La percepción y su distorsión es el tema común a casi todas las películas de Christopher Nolan: el problema de la memoria en Memento, la modificación perceptiva incitada por el clima en el protagonista de Noches blancas, la perspectiva paranoica y psicotizante, respectivamente, de las dos primeras películas sobre Batman, el arte de la ilusión óptica en El truco final y el dilema epistemológico en El origen, en donde establecer un criterio de demarcación entre la conciencia onírica y la conciencia de vigilia es (cartesianamente) imposible. Interestelar no es la excepción, pues aquí directamente se trata de la adaptación a una mutación visual del espacio-tiempo. La normalización de otro sistema de organización del espacio se insinúa al final. Como en El origen, ya no como producto de un sueño sino como una forma concreta de la percepción, aquí el espacio se vuelve a plegar y curvar hacia arriba, una inquietud topológica reiterada en Nolan.

En la poética de Nolan, el montaje cruzado es una marca autoral, lo que no significa que estemos frente a un discípulo aplicado de Griffith. Aquí, como en otros de sus films, el ida y vuelta se vuelve esquemático. Cooper batallando en el cielo mientras su hija (ya de grande) intenta descifrar un acertijo cósmico en la habitación de su casa paterna en la Tierra es indirectamente una demostración física de que cada película suya son varias películas diseminadas, reunidas, a menudo, sin la menor elegancia. El paralelismo que establece entre las explosiones cósmicas y el incendio en la Tierra no solamente es forzoso (y en la estructura narrativa, asimétrico), sino que prepara paulatinamente (y por un mandato del guión) tanto la intersección entre dos universos distanciados por una escala de espacio-tiempo inconmensurable (que articula filosóficamente la trama) como la reunión afectiva de sus dos personajes más importantes, en la que la película ordena su fuerza melodramática.

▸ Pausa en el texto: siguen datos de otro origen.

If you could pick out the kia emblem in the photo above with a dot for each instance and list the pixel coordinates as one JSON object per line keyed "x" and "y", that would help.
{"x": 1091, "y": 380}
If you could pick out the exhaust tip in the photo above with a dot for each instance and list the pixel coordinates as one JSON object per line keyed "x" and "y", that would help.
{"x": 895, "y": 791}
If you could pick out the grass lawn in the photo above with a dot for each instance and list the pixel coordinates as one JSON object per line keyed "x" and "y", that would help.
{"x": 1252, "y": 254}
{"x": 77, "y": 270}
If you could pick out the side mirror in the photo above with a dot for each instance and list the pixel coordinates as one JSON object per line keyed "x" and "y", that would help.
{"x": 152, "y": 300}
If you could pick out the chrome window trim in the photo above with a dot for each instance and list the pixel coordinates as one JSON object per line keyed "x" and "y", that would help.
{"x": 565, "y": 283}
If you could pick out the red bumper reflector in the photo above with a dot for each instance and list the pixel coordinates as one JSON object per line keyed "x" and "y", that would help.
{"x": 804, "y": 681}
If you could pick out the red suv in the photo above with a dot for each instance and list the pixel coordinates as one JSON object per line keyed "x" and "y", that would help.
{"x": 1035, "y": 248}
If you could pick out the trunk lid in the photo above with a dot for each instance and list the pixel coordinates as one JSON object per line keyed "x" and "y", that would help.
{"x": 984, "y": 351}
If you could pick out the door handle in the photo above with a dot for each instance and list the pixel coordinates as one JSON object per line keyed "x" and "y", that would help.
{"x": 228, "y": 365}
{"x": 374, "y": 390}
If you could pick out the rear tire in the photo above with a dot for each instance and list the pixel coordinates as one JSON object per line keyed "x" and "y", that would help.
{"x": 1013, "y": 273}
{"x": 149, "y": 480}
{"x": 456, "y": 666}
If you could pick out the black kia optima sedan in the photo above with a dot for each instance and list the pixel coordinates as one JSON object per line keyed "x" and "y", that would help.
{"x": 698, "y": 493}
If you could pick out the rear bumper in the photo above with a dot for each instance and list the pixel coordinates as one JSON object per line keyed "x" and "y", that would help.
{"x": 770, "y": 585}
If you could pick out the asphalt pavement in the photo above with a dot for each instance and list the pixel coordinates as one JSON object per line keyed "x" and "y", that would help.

Lo mejor de Interestelar reside en el placer de jugar narrativamente con la astrofísica gravitacional relativista de Kip Thorne: toda la especulación sobre la posibilidad de viajar en el tiempo, como también la incorporación en ciertos diálogos de conceptos como “agujero de gusanos”, “singularidad desnuda” y la afirmación de que “es imposible viajar hacia atrás en el tiempo” remiten al notable físico estadounidense, tópicos que pueden aburrir soberanamente a algunos sin predisposición a los misterios físicos del cosmos.

Para alivianar esa exigencia teorética, como es de esperar, se apelará a la sensiblería hollywoodense. El amor (paterno) es aquí una fuerza mayor que la gravedad y no faltarán las protocolares escenas familiares, siempre acompañadas por los acordes musicales de Hans Zimmer, para recordarnos que la institución familiar es tan universal como la bandera de Estados Unidos flameando en una galaxia desconocida.